Na linha de tratamento do vidro, o calor não se refere apenas à temperatura – ele também envolve controle preciso e a capacidade de manter um perfil térmico constante de turno em turno. Quando o aquecedor não consegue cumprir seu papel, as consequências são imediatas: endurecimento irregular do vidro, deformações nas bordas e defeitos de laminação, como bolhas e turvas no vidro. Os aquecedores infravermelhos de cerâmica são projetados para suportar essa pressão, oferecendo um calor direto e um perfil térmico estável.
No centro desse sistema está um elemento cerâmico de alta emissividade, que funciona na faixa de ondas médias. Essa escolha não é casual: o vidro absorve bem essa faixa de frequência, permitindo que o calor seja aplicado diretamente na superfície do vidro, evitando assim o desperdício de energia com o aquecimento do ar. Isso resulta em uma transferência de energia rápida e direcionada, com mínima dispersão de calor. A densidade de calor gerada é ajustada de acordo com as necessidades do processo de tratamento do vidro, e o corpo do aquecedor mantém os pontos quentes concentrados na área de irradiação. Isso significa menos calor ambiente e um ambiente de trabalho mais seguro para o operador.
Isso é importante porque o tempo de funcionamento e a produtividade dependem diretamente dos minutos gastos no processo. No endurecimento do vidro, um aquecimento mais rápido encurta o ciclo de tratamento, permitindo que mais vidros sejam processados sem causar flutuações de temperatura. Na curvatura do vidro, um campo térmico uniforme reduz as tensões térmicas e as deformações nas bordas, permitindo um controle melhor da forma do vidro.
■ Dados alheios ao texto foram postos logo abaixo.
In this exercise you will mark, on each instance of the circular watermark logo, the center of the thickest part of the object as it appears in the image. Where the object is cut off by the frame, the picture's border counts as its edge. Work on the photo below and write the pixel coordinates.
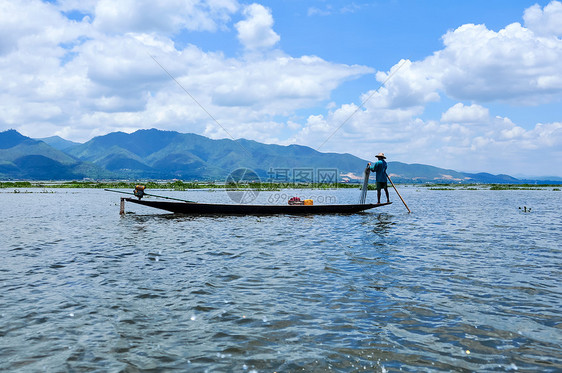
(238, 185)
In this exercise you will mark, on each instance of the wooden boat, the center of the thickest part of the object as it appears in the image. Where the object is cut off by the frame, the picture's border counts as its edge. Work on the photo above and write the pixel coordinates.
(239, 209)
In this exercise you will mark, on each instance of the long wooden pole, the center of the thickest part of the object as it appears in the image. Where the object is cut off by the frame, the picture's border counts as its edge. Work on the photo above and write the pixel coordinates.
(398, 193)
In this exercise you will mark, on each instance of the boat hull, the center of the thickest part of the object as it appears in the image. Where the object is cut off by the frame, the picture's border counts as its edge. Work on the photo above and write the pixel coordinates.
(232, 209)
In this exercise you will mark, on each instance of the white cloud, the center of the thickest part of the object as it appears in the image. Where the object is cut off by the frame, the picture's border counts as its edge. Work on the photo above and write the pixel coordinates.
(166, 16)
(256, 31)
(466, 114)
(79, 79)
(547, 21)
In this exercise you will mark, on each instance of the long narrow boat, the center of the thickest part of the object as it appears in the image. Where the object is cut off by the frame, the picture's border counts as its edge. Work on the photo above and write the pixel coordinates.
(239, 209)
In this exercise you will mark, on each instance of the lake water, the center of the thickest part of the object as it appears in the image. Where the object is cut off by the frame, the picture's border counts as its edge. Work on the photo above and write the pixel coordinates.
(467, 282)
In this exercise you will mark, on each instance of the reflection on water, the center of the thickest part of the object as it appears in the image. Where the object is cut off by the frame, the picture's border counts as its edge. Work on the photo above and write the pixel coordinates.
(466, 282)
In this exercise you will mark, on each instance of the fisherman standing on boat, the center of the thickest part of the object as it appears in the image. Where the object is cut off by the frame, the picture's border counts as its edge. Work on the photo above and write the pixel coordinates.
(380, 168)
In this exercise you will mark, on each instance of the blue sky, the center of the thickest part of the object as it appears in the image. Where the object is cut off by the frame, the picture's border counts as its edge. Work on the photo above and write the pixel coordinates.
(474, 85)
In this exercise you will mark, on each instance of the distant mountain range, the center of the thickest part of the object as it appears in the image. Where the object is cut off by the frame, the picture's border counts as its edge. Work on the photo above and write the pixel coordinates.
(156, 154)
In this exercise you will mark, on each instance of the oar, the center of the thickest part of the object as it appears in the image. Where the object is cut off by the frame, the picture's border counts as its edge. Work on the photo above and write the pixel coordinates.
(152, 195)
(398, 193)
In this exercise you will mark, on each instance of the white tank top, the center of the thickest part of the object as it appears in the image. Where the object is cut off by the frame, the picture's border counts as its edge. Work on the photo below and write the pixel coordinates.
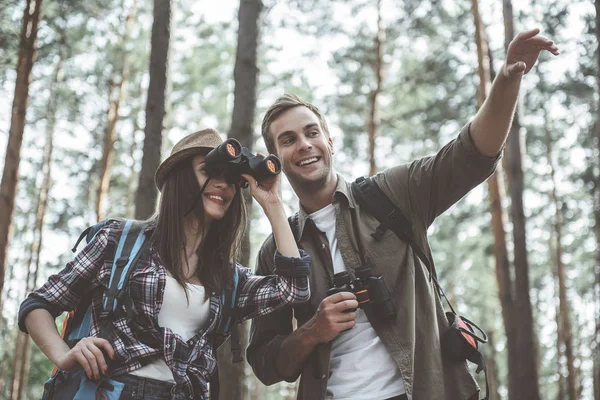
(182, 318)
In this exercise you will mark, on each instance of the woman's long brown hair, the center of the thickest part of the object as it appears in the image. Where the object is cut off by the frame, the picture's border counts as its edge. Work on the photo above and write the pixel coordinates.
(220, 244)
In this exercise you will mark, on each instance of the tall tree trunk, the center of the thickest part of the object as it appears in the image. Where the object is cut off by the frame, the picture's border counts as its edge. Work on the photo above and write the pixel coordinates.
(564, 308)
(492, 366)
(496, 196)
(117, 92)
(374, 115)
(8, 185)
(527, 347)
(145, 201)
(596, 350)
(131, 181)
(23, 346)
(245, 75)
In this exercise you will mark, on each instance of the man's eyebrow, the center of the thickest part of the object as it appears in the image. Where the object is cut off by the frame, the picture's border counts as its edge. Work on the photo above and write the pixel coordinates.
(312, 125)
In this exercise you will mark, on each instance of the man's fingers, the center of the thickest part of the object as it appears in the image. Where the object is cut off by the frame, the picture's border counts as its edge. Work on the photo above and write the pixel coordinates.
(516, 68)
(93, 361)
(98, 358)
(85, 364)
(346, 317)
(105, 344)
(346, 305)
(528, 34)
(341, 296)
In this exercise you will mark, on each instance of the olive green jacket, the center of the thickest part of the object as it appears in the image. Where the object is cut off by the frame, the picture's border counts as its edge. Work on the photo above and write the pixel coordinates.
(423, 190)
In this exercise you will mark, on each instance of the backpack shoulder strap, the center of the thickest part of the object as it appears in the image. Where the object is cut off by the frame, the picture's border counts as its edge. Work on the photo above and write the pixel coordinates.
(132, 241)
(129, 248)
(228, 323)
(370, 196)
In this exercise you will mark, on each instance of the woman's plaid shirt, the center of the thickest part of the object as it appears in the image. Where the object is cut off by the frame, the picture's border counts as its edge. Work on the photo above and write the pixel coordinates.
(141, 340)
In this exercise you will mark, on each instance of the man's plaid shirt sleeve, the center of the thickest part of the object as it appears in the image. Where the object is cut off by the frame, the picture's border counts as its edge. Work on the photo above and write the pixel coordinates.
(260, 295)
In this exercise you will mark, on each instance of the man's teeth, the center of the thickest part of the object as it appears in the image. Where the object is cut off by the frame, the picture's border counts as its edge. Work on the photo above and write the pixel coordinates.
(309, 161)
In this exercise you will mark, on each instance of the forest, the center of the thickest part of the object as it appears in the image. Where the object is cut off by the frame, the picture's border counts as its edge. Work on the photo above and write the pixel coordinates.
(93, 94)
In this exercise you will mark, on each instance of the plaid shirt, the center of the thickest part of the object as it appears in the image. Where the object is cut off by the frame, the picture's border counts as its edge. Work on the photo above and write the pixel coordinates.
(141, 340)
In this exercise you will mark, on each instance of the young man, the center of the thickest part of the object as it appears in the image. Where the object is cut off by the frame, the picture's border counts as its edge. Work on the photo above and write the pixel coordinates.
(345, 354)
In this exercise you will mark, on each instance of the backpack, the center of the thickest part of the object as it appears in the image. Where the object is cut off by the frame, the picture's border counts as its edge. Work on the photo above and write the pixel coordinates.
(459, 342)
(130, 246)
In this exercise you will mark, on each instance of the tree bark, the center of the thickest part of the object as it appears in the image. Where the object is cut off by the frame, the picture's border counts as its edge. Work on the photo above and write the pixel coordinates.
(374, 114)
(492, 366)
(117, 92)
(145, 201)
(526, 341)
(596, 345)
(245, 75)
(23, 346)
(496, 197)
(8, 185)
(564, 309)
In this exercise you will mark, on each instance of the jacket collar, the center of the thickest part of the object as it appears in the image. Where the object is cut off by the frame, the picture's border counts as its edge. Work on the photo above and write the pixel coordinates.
(342, 192)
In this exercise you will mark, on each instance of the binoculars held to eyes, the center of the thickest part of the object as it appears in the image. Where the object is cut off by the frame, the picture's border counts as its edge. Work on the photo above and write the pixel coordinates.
(231, 160)
(370, 291)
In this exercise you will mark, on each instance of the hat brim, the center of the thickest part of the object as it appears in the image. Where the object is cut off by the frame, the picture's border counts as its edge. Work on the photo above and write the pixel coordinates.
(170, 162)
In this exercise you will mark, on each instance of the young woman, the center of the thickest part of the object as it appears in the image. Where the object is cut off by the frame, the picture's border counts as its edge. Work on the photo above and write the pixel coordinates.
(167, 348)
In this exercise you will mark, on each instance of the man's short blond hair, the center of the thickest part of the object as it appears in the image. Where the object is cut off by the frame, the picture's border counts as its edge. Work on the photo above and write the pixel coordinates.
(282, 104)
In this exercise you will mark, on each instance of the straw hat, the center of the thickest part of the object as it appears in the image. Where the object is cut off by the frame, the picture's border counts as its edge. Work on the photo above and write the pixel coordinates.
(192, 144)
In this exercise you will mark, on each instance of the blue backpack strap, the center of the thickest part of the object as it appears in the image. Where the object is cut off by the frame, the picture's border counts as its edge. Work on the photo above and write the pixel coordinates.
(129, 248)
(81, 322)
(228, 323)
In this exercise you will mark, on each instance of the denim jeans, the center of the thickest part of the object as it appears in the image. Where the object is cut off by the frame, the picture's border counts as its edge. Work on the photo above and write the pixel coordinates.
(137, 388)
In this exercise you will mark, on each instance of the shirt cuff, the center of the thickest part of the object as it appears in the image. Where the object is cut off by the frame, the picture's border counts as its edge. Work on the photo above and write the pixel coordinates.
(292, 266)
(32, 303)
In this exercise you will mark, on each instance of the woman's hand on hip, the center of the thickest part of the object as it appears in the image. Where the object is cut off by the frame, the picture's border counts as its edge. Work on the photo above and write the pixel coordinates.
(89, 353)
Na laminação, o aquecimento controlado estabiliza a interface entre as camadas do vidro, resultando em menos espaços vazios e maior clareza ótica. Até mesmo a vedação do vidro isolante se beneficia disso, pois o calor constante durante a fase de selagem garante uma adesão adequada e melhora a eficiência da produção.
A instalação é simples, desde que os parâmetros de alinhamento e distância sejam respeitados. A superfície do aquecedor precisa estar paralela ao vidro, e a distância entre eles deve ficar dentro dos limites especificados. Caso contrário, haverá deformações no vidro e aquecimento irregular. É necessário garantir uma alimentação elétrica estável e realizar inspeções regulares nos terminais e na isolação do aquecedor. Se a linha for operada dentro dos limites estabelecidos, os elementos cerâmicos continuarão funcionando por muito tempo, com um desempenho previsível, mantendo o processo sob controle de turno em turno.